Slick and seamless laboratory supplies


Connected systems also make it easier to manage samples and consumables by tracking and providing insights on their use. Such systems can monitor and control stock levels of raw materials, in-process and finished products, ensuring supplies are used optimally throughout laboratory workflows and opening up the potential for automatic reordering.


Identify deeper insights from laboratory data


Finally, the improved data quality and integrity achieved through connectivity provides a robust foundation for more advanced analytics. For example, machine- and deep- learning methods can identify previously undetectable trends and deeper insights from your data to support decision-making or workflow optimization. With further use and training, these algorithms can be used to build AI into your workflows to improve laboratory processes, or automatically manage maintenance of instruments or equipment.


Taking this a step further, the most digitally mature laboratories will seek to prioritize connectivity in all environments. For example, extended reality (XR) tools provide scientists with hands-free access to LIMS while conducting experiments, so that – even while working in a cleanroom – a scientist can easily input data or view protocols.


To realize these benefits, laboratories must start with a solid connectivity framework, including a data management infrastructure that supports connectivity across laboratory operations.

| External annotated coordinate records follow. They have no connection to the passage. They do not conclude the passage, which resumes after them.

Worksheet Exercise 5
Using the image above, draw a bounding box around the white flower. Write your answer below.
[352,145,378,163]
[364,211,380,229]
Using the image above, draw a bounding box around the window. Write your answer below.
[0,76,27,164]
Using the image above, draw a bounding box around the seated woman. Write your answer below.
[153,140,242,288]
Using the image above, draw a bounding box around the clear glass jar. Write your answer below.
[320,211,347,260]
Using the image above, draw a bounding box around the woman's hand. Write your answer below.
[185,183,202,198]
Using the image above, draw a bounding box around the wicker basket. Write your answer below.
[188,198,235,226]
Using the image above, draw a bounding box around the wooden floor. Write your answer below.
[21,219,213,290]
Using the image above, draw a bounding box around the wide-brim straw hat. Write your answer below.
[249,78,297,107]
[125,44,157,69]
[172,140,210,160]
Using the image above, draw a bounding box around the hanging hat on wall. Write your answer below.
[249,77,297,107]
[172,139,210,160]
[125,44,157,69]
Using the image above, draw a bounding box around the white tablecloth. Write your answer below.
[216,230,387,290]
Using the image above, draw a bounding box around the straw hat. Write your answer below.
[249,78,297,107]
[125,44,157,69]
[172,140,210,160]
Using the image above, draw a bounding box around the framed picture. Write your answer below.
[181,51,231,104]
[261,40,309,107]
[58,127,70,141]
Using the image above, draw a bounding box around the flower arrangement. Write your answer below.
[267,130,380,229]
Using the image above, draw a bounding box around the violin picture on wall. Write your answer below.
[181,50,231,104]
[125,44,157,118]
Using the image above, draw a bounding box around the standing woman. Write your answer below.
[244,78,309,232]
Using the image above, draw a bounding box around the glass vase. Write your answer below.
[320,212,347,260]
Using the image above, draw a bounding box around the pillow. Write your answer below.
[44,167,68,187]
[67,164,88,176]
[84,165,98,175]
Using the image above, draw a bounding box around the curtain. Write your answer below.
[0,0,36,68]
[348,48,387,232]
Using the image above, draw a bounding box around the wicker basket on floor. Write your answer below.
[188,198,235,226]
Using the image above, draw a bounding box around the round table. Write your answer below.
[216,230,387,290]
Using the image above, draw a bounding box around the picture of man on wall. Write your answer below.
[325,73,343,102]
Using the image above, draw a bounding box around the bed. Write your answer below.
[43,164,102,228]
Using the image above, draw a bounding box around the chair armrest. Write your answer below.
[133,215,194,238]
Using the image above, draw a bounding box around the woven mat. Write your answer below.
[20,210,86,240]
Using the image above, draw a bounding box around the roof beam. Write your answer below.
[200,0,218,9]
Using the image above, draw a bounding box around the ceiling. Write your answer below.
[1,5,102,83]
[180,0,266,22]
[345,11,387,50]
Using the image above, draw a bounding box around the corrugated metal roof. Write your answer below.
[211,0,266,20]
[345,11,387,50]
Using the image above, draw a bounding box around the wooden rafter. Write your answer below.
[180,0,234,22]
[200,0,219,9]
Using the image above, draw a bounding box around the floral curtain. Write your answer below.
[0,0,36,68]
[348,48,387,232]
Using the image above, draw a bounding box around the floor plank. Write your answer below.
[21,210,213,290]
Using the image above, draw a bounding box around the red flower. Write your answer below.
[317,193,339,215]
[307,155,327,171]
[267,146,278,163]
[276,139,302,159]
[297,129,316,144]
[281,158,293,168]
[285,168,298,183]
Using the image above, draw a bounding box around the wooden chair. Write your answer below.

How to build connectivity in your laboratory


In many cases, legacy data infrastructure prevents scientists from benefitting from the insights that a connected and automated laboratory can bring. In a survey of global laboratory leaders, 67% said their efforts to automate their laboratories at scale was hindered by their current laboratory equipment and 71% said their laboratory software was preventing these efforts.1


To realize the potential of Lab 4.0, you need an effective LIMS to provide the necessary foundations of high quality, high integrity data. It’s essential to have a system that manages the entire workflow and adheres to ALCOA+ principles (Figure 1).


Table showing ALCOA+ principles
Figure 1: ALCOA+ principles


A state-of-the-art LIMS can provide:


1. Connectivity: By connecting to instrument sensors and eliminating manual data entry via devices such as electronic lab notebooks or advanced tools such as augmented reality (AR), an effective LIMS can support the real-time integrated flow of high-quality data between processes, equipment and people to achieve a truly connected, automated and intelligent laboratory.


2. Compliance and security: Through a secure system with data access control, version control and automated logging of events, a LIMS provides an instant audit trail and regulatory compliant data management – ensuring all raw data and associated metadata is accessible for the entire data lifecycle.


3. Workflow and consumables management: A LIMS is not only a centralized secure location for data. More recent iterations also comprise lab execution capabilities, managing laboratory workflows from sample through to final result, guiding analysts through standard operating procedures to ensure and document compliance, and maintaining supply availability by managing stocks of consumables, reagents and other chemicals.


Combined with a culture that supports digitalization, a LIMS that enables laboratory connectivity is essential for any organization’s digital transformation journey.


Conclusion


The laboratory of the future is a connected, automated environment that enables scientists to quickly engage with equipment, data and collaborators wherever they are. To progress towards digital maturity, and realize the productivity and quality gains promised by Lab 4.0, a critical first step is connectivity. Key to achieving this connectivity is to implement a LIMS that integrates organizational and laboratory systems and instrumentation, regardless of manufacturer or technique, to improve data quality and preserve data integrity. This will allow your organization to benefit from maximum automation, advanced analytical technologies and a highly skilled globally distributed workforce.